Standard vs. Expanded Described Video: When Do You Need It?

At NCC, one of our favourite services is Described Video (often called audio description or video description). Described Video is the act of adding a secondary audio track that describes actions, settings, and other visual details so that blind and low-vision audiences can have the same experience with media as someone who is full-sighted. However, once you start looking at Described Video, there are many different options for mixing and editing that can impact how people consume your content. One of the biggest differences is Described Video and Expanded Described Video.

What is Expanded Described Video?

With Standard Described Video, the describer narrates their script over natural breaks and silences in the media. This works well for a lot of media, like TV shows and movies. The difference between the two is that with Expanded Described Video, the editor inserts pauses in the video at key points for the narrator to give a full picture of the scene. In most cases, Standard Described Video can suffice, but there are other kinds of content that can greatly benefit from Expanded Described Video.

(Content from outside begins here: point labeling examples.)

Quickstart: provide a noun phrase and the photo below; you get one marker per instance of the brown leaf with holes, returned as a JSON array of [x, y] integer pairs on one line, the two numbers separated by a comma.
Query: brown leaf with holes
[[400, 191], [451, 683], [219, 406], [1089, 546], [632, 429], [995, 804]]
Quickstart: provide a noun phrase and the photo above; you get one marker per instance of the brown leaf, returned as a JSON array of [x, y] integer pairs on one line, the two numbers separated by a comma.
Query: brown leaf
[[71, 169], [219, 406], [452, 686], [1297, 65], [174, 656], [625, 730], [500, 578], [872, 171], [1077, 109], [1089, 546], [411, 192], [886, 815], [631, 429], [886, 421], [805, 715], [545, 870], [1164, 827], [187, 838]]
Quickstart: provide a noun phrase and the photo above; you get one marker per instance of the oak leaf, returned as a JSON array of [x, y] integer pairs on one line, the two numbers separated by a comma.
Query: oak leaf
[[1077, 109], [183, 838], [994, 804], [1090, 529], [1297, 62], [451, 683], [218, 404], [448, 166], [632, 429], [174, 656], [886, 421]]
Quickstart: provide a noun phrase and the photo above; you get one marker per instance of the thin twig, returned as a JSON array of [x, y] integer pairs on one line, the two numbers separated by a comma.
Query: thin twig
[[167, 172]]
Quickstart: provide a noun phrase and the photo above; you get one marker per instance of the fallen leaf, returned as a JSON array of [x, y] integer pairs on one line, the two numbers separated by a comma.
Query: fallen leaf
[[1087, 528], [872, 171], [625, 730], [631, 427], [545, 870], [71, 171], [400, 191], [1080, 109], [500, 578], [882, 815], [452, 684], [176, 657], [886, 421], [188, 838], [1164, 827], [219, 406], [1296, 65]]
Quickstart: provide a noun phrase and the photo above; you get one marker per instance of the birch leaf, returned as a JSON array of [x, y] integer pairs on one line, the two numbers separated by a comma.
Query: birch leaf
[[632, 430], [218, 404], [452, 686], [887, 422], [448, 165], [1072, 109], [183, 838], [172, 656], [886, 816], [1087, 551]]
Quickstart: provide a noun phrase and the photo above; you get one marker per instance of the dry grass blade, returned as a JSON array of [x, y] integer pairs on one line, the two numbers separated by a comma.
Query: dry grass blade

When Do I Need Expanded Described Video?

If your video has a lot of constant sound, action, or few natural pauses, then it is a perfect candidate for Expanded Described Video. A good example of a piece of media that would require Expanded Described Video would be a training video with constant narration. In order for a low-vision audience member to fully comprehend the training, they would need to pick up on visual instructions and demonstrations that might not be discussed in the standard training narration. With Expanded Described Video, this would change; you now have the ability to break up the action and insert pauses to accurately narrate what’s happening, giving everyone a similar experience with your media and ensuring that the information presented can be comprehended by all.

Having described audio on your video content is vital to create an equal experience for low-vision consumers (and in some cases, mandated by the government). Even though it can be confusing knowing when you need Expanded vs. Standard Described Video, offering a version of your content with extra gaps to accommodate narration can make the difference between a viewer having a difficult and disengaging experience and full comprehension of your media.